Thread: Improve COPY performance for large data sets

Improve COPY performance for large data sets

From
Ryan Hansen
Date:
Greetings,

I'm relatively new to PostgreSQL but I've been in the IT applications
industry for a long time, mostly in the LAMP world.

One thing I'm experiencing some trouble with is running a COPY of a
large file (20+ million records) into a table in a reasonable amount of
time.  Currently it's taking about 12 hours to complete on a 64 bit
server with 3 GB memory allocated (shared_buffer), single SATA 320 GB
drive.  I don't seem to get any improvement running the same operation
on a dual opteron dual-core, 16 GB server.
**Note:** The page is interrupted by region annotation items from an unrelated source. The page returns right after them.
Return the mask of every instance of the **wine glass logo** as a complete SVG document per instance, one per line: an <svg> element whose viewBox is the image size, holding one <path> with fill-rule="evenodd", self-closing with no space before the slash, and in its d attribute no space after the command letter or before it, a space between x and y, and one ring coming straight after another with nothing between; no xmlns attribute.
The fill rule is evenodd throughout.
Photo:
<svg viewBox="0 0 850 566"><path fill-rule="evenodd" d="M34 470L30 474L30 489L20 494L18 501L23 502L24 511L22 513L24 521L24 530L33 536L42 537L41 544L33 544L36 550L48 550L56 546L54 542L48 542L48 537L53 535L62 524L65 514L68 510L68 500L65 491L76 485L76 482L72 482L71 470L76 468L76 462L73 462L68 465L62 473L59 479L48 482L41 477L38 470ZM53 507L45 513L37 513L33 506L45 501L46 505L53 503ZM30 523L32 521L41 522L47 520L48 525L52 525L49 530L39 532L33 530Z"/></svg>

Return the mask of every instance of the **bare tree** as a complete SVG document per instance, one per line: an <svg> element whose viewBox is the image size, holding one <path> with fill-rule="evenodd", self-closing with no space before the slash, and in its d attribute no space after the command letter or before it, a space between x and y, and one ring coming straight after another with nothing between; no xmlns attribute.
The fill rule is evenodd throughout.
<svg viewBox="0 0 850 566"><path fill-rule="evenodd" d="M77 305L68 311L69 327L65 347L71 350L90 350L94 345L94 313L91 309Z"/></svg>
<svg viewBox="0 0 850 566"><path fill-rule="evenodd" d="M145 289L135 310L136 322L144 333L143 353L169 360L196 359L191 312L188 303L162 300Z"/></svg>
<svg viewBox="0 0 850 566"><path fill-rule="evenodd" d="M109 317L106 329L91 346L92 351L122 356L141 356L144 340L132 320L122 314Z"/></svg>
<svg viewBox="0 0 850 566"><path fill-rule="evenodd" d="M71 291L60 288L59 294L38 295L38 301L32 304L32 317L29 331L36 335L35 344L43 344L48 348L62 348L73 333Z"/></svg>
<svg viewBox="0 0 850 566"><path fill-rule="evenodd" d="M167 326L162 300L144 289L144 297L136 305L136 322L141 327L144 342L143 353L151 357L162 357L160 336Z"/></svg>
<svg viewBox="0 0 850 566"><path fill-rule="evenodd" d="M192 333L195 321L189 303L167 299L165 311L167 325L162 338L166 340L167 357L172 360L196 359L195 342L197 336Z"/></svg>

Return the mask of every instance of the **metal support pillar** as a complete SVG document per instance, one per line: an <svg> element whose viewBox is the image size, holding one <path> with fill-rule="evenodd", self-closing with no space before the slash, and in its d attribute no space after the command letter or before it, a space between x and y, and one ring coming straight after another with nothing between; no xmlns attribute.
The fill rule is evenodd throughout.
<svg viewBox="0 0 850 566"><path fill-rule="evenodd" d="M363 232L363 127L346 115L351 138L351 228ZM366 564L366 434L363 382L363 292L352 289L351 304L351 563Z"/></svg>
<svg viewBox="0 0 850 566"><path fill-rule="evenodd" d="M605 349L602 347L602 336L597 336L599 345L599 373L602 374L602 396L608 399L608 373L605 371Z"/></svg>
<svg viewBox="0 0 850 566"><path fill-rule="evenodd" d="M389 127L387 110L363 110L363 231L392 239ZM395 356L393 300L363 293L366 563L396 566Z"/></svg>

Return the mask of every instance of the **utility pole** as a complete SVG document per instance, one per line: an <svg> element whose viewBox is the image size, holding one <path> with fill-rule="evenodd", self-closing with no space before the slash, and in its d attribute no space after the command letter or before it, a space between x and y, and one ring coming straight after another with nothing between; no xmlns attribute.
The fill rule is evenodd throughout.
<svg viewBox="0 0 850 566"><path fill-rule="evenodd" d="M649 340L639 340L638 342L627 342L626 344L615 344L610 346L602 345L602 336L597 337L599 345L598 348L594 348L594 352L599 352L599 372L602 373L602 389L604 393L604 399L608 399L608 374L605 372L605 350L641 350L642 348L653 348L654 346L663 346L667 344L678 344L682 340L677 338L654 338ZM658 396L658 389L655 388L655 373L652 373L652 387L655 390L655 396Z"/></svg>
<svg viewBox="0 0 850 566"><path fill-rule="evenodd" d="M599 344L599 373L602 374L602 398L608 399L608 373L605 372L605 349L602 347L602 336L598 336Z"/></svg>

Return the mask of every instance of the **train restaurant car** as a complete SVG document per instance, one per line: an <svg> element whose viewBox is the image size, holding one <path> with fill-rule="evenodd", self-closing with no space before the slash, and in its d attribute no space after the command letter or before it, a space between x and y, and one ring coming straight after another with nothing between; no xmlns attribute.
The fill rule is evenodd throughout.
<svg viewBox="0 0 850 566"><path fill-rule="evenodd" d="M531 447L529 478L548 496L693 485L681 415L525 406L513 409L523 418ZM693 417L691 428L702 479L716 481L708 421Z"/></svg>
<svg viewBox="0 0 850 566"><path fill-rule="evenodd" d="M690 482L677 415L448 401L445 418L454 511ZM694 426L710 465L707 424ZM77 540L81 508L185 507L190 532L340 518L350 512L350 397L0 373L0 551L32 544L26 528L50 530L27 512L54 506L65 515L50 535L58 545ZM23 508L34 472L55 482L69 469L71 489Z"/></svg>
I'm not asking for someone to solve my problem, just some direction in
the best ways to tune for faster bulk loading, since this will be a
fairly regular operation for our application (assuming it can work this
way).  I've toyed with the maintenance_work_mem and some of the other
params, but it's still way slower than it seems like it should be.
So any contributions are much appreciated.

Thanks!

P.S. Assume I've done a ton of reading and research into PG tuning,
which I have.  I just can't seem to find anything beyond the basics that
talks about really speeding up bulk loads.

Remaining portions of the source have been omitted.